Мне было и тревожно встретиться с бароном, ведь он узнал о том, что я был совсем рядом со спящими вампирами, но вместе с тем было и любопытно. Нехорошее слово для рассказа о страшных тайнах замка, ведь оно ассоциируется с толпой зевак, разглядывающих то, что их не касается, но боюсь, что я испытывал именно любопытство. Барон выходил на охоту, и нельзя было усомниться, что это был именно он. Удачная ли она была? Замечу ли я хоть какое-то изменение в его облике или поведении?
Когда Марта через закрытую дверь сообщила, что скоро подадут завтрак, мы с Генрихом выждали положенное время и пошли в столовую. Я уже не испытывал слабости и головокружения, совершенно забыл о всяких неприятностях со здоровьем и был сосредоточен на предстоящей встрече с бароном. Волнение ощущалось, но было естественным. Любому в моём положении было бы не по себе. Я ждал, что хозяин замка метнёт на меня грозный взгляд, возможно, на миг покажет клыки или иным способом выразит недовольство, но ошибся: он был не менее любезен, чем всегда. И всё-таки он себя выдал.
- Вы хорошо спите ночью… молодой человек? – спросил он.
Он мог сказать это с умыслом, если заметил ночную слежку, или без умысла, ведь даже я видел, как я осунулся и какие тени легли под глазами.
- По-разному, - осторожно ответил я.
- Я тоже почти не сплю по ночам, - сообщил барон. – Но днём я выделяю несколько часов для сна.

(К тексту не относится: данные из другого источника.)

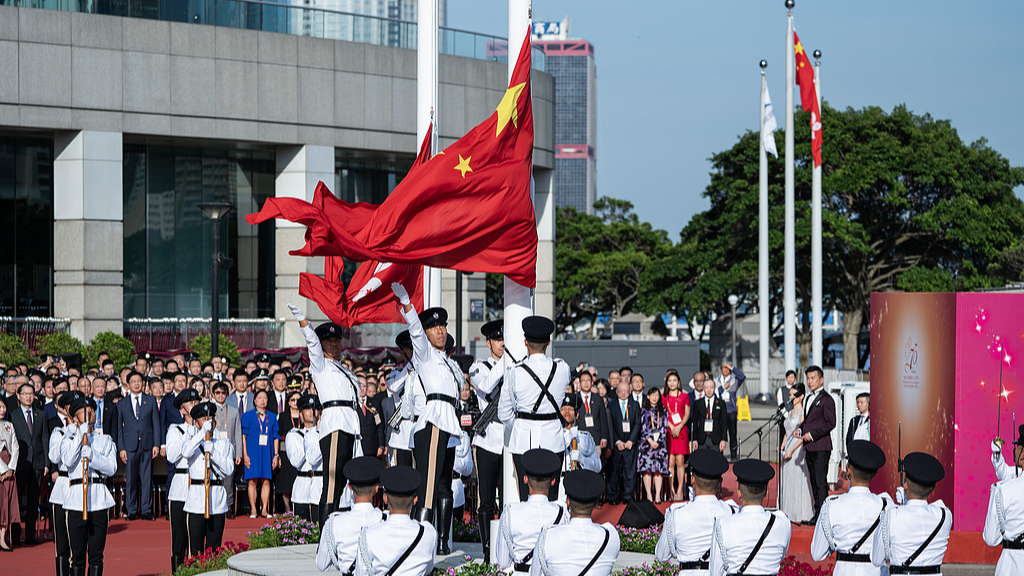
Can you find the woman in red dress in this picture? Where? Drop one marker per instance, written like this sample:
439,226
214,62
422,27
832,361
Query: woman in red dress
677,405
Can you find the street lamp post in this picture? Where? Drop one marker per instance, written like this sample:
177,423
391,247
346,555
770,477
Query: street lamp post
215,211
733,300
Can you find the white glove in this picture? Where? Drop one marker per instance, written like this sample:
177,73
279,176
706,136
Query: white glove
399,291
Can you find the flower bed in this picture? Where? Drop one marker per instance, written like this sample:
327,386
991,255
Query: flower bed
210,560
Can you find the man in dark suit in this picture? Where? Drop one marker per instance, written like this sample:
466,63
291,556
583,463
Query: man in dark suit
709,426
624,415
819,419
139,437
33,445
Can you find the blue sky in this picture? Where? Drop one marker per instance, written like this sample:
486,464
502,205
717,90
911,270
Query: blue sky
678,80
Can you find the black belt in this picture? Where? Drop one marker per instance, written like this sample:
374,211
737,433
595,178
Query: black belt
531,416
442,398
915,569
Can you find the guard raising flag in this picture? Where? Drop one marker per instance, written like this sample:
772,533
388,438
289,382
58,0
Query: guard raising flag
531,399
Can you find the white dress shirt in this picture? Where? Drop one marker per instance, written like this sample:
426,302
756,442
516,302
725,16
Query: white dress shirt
520,393
520,525
302,447
1005,521
484,375
688,529
736,535
102,462
334,381
903,529
382,544
843,522
565,550
340,537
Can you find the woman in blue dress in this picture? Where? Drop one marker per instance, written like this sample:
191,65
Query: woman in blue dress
260,450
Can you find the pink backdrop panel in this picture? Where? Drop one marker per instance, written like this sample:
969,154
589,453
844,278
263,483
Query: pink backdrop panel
985,323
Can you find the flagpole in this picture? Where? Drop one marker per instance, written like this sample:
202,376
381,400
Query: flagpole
426,113
764,306
790,277
816,340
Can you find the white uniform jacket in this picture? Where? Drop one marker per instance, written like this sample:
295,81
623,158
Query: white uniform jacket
565,550
520,394
302,447
439,375
521,524
484,375
340,537
736,535
102,462
334,381
905,528
382,544
687,532
844,521
1005,521
221,463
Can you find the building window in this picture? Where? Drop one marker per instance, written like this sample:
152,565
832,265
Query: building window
27,221
167,239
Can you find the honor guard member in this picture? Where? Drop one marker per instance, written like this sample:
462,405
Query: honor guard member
436,433
753,540
581,451
486,377
399,545
847,523
521,522
302,447
206,503
531,399
912,538
89,457
580,546
177,436
339,392
340,538
1005,521
689,526
399,383
59,490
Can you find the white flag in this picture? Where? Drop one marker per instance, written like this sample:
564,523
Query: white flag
768,130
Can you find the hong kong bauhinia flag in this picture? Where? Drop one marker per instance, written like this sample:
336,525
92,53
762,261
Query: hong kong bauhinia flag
808,96
467,208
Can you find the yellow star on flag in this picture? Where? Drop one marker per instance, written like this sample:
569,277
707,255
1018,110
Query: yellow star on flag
464,165
507,109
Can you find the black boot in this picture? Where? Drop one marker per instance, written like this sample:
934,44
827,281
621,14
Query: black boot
484,525
443,525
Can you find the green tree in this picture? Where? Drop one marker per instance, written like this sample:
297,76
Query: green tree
599,260
905,205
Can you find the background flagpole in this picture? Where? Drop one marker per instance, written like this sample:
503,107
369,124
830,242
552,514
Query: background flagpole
764,306
816,341
790,280
426,113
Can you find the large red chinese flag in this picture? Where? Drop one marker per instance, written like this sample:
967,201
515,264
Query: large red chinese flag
809,97
363,301
468,208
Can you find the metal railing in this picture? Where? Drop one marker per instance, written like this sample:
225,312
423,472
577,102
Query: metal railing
31,328
175,333
289,18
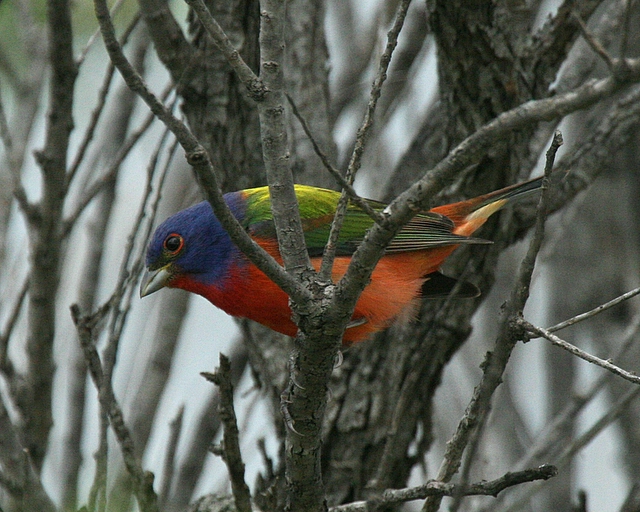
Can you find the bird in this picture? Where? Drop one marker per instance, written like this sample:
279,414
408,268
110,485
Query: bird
192,251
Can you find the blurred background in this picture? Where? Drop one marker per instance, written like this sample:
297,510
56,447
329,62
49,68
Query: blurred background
75,233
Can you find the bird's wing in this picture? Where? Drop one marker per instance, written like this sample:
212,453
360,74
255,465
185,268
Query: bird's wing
317,209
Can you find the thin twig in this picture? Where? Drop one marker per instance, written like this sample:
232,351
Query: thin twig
579,443
92,39
102,99
356,157
230,450
440,489
376,89
467,433
342,182
199,159
594,44
602,363
175,430
142,480
255,86
599,309
5,335
112,171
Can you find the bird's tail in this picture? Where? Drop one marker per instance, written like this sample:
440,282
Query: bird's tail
471,214
496,200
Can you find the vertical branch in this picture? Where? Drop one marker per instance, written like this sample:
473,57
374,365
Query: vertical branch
496,361
45,234
142,480
284,205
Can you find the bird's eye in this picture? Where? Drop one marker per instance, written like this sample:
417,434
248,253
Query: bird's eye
174,243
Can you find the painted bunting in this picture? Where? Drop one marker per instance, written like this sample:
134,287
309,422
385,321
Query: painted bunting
191,251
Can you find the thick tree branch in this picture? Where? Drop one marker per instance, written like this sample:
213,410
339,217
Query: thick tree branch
467,433
198,159
45,233
558,342
256,88
284,204
416,197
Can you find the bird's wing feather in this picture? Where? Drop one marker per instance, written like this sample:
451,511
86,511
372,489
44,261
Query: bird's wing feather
317,208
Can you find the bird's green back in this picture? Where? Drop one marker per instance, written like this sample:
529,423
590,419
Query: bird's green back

Я и вам это советую, иначе вы заболеете. Бессонница ослабляет человека и приводит к ранней смерти.
Я так и не понял, был ли это совет или он завуалировано намекнул на мои ночные вылазки, способные меня погубить. А он вскоре погрузился в свою обычную задумчивость и почти перестал обращать на меня внимание.
Генрих, усердно переводивший мне речь своего дяди, сказал:
- Кстати, это дельная мысль. Тебе надо спать днём, раз ночью ты предпочитаешь гулять. И мне тоже надо отдыхать днём, раз ночами мне приходится бегать по замку в поисках тебя.